To Teach or Not to teach your own child??

Michelle Quinn said: Oct 17, 2011
Jackson, WY
1 posts

I have been teaching Suzuki violin for three years. I became certified in order to learn how to teach my young daughter who started at age 5 who is now 8. I now have a studio of 16 students and am still “trying” to teach my daughter, do daily practices and twice monthly group. So far this semester she has refused to attend group. I have struggled on a daily basis to work with her to practice, have involved my husband to help, and or the occasional babysitter. There are no other Suzuki teachers in my area or in my state. I am thinking about doing a weekly Skype lesson with a Master teacher in another state who is a personal friend in Suzuki. I would love to get some feedback from anyone who has instructed their child, who currently instructs their child, or any ideas to help.

Lori Bolt said: Oct 18, 2011
Lori Bolt
Suzuki Association Member
San Clemente, CA
226 posts

Michelle—I have been where you are with your daughter. I taught piano to our daughter, as well as home schooling her and our son. She and I worked together fairly well—not always on a good schedule—for probably 3-4 yrs. (about until age 9, she’s 21 now). I understand your challenges. We kind of hung in there, but she did stop after Book 2. I could have taken her to someone else nearby, but she was on to other interests and I had enough to deal with in home schooling her and brother. However, she is now a music major in college—so all was not lost! Through it all I remained an active Suzuki teacher.

I think the Skype idea may be worth a try in your case. Having your daughter be accountable to another teacher would take some of the pressure off you. View your time practicing with her as a unique chance to see what your violin parents experience in their practices—I gained a lot of insights and ideas which I could pass on. Try to evaluate why your daughter resists group lesson and practicing. Reread anything you have on the Suzuki triangle—but from the parent’s perspective, not the teacher’s. Have you thought of letting her choose a different instrument—maybe after she reaches an agreed upon level with voilin?

Maybe I should move to WY—I’m struggling to grow my studio here in CA!!
Good luck!

Lori Bolt

Ruth Brons said: Oct 19, 2011
Ruth Brons
Suzuki Association Member
Violin, Viola
Livingston, NJ
148 posts

I can definitely speak to this subject, having been both the daughter and the mother in this scenario. I am a Suzuki violin teacher who is the daughter of a Suzuki cello teacher, and also the mother of a Suzuki violin teacher.

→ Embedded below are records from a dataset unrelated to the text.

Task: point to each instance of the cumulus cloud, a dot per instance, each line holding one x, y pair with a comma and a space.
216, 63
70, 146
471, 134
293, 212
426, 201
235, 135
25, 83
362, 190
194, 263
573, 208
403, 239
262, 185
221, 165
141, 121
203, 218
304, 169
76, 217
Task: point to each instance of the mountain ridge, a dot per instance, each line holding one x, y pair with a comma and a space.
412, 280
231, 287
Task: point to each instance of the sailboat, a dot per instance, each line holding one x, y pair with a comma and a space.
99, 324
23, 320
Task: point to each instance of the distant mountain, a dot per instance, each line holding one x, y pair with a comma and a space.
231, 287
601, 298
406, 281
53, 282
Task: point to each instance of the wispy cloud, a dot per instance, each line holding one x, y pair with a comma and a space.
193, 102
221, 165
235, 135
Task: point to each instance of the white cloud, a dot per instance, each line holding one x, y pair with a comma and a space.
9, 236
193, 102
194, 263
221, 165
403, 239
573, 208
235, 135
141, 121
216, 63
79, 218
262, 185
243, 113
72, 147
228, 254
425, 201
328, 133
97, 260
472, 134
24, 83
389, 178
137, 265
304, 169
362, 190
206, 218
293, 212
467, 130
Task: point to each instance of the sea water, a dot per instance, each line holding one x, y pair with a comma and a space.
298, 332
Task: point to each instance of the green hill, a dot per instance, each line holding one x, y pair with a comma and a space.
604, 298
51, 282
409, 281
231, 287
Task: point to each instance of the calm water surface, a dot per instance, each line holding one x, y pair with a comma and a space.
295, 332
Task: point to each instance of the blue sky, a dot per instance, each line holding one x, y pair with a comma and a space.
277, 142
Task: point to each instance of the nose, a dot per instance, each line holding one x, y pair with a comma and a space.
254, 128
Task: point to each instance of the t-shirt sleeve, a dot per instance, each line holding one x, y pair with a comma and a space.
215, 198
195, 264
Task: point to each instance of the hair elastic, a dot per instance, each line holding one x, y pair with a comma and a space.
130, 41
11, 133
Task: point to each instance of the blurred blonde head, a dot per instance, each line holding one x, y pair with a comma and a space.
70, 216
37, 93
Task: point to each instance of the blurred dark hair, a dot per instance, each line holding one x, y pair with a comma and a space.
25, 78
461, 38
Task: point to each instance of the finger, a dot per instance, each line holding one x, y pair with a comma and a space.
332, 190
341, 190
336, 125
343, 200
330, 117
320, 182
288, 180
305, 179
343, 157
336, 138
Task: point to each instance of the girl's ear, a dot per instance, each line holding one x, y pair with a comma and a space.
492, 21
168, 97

Just by running a music studio you are indeed providing a rich musical environment.
Your child absolutely knows and understands music, as well as its value.
Hundreds, maybe thousands, of lessons/classes have been overheard and absorbed.

But, while the knowledge base is there,
actually taking a lesson/classes with you may very difficult because the relationship between the two of you is so much more complex than the typical student-teacher relationship.
Girls often emulate their mothers—which means your daughter may well rather skip right to being the teacher, rather than put the time in being the student.
There may be resentment that you spend all this time working with other children.
There may be frustration from either or both of you because it may be hard/impossible to achieve the courtesies/manners/efforts you both have seen occur in a typical lesson with your other students.

So, be assured that you are nurturing your daughter’s heart with music through the environment you are providing, and do what you can to leave the lesson part to a third party.
Try the SKYPE option, if it is your only or best bet, for private lessons.
And perhaps find opportunities for your daughter to be your valued helper, or teaching assistant, for the youngest members of your group class.